An Agent Is Not Just a Model
It's important to clarify one thing from the start: an AI agent is not the same as a language model you ask questions of in a chat. An agent is a system that can perform a sequence of actions: study the code, run commands, observe the result, adjust its behavior, and try again.
In the case of tests, this means something like this: the agent reads the existing application code, understands its structure, generates tests, runs them – and if something goes wrong, it tries to figure out why and fix the situation. It's a cycle, not a one-off response.
This is precisely the architecture that Mistral describes in its article. At its core is the Mistral Small 3.1 model, which manages this process: it analyzes the codebase, decides what tests are needed, generates them, and interacts with the environment through a set of tools.

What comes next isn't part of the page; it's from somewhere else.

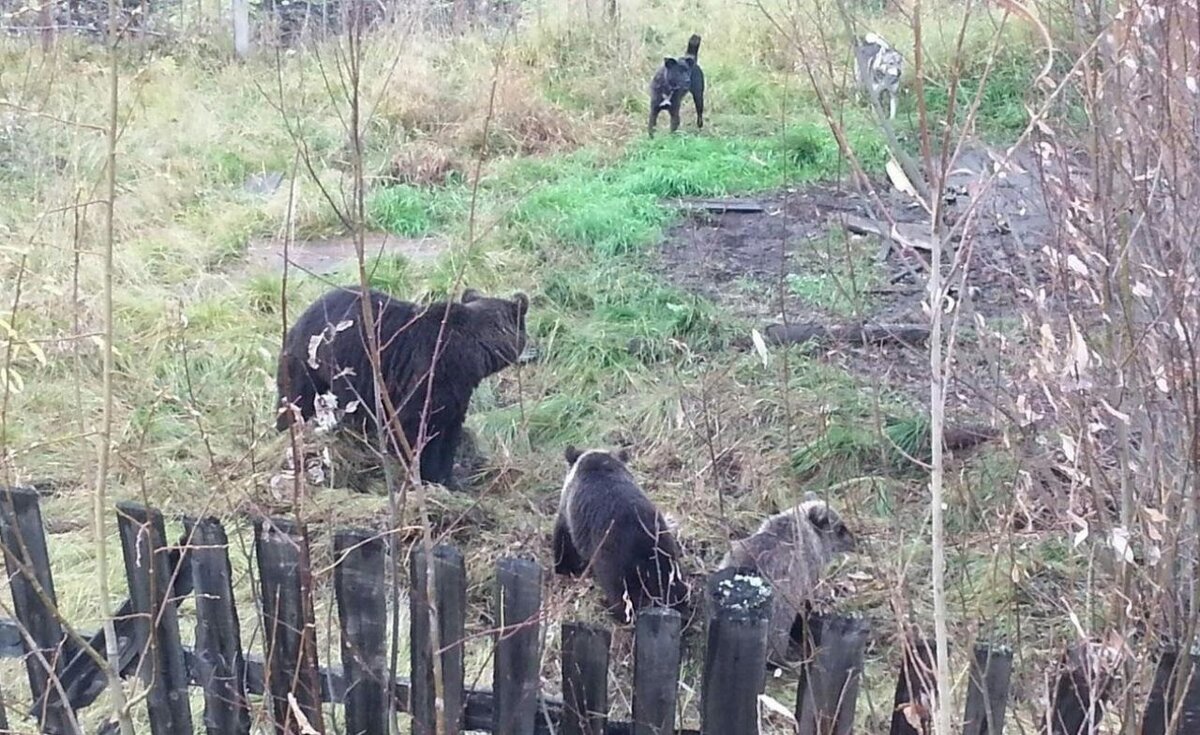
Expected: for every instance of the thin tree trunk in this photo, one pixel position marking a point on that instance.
(100, 500)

How the Agent «Sees» a Project
One of the non-trivial tasks here is to give the agent enough context about the project so that the tests are meaningful, not just formal. Rails applications are structured according to certain conventions: models, controllers, routes, and relationships between database tables. The agent must be able to navigate all of this.
To do this, the system uses a set of tools: it can read project files, study the database schema, look at the application's routes, and analyze existing tests – if there are any. In essence, the agent first «gets acquainted» with the project before it starts writing.
This is a crucial point. Without understanding the application's structure, a test might be technically correct but useless – it would either test something that will never break or simply fail because it doesn't account for real dependencies.
Run It and See What Happens
Another key feature is that the agent doesn't just generate a test file and stop. It runs the tests and analyzes the results. If a test fails with an error, that's a signal: something went wrong, and it needs to figure it out.
The agent sees the error output, tries to understand its cause, and makes corrections. It's an iterative process – much like how a developer works when writing tests manually. The difference is that the agent doesn't get tired and doesn't put it off for later.
This «write → run → fix» cycle makes the result significantly more reliable than if the model simply generated code in a single pass without any feedback from the real environment.
What the Developer Gets in the End
The idea isn't to completely replace the developer in writing tests. Rather, it's to remove the most painful barrier: the need to start from scratch and spend time on the routine task of covering obvious logic.
The agent handles the foundational layer: covering models, controllers, and typical scenarios. The developer can then refine the result, add specific cases, and account for business logic the agent couldn't know. But the starting point is already there – and that changes the entire feel of the task.
There's also a practical aspect: even imperfect tests are better than no tests at all. If the agent covers 70% of the logic, that's already a real safety net for future code changes.
Current Limitations
The system operates in a fairly controlled environment: a standard Rails project structure, clear dependencies, and a predictable environment. The more complex and non-standard the project, the harder it is for the agent to navigate.
Complex business logic, unconventional architectural decisions, and tangled dependencies between components all degrade the quality of the generated tests. The agent might not understand what a test is supposed to check and write something that is technically correct but substantively empty.
Furthermore, the agent doesn't know what's important from a product perspective. It sees the code but doesn't see which scenarios are critical for the business and which are secondary. That still remains a task for a human.
Why This Is Interesting Beyond Rails
Rails is a specific example here, but the idea itself is much broader. Testing is a universal pain point in development, regardless of the language or framework. And the approach of «an agent that can read code, run it, and iteratively improve the result» is applicable in many different contexts.
What Mistral is demonstrating with Rails is more of a pattern: how to build agents that operate not in isolation, but in a real environment, with real tools and feedback from code execution.
This is one of the signs of where the practical application of AI in development is heading: from «suggesting the next line» to «taking a task and seeing it through to completion.» For now, it comes with caveats and and limitations – but the direction is clear.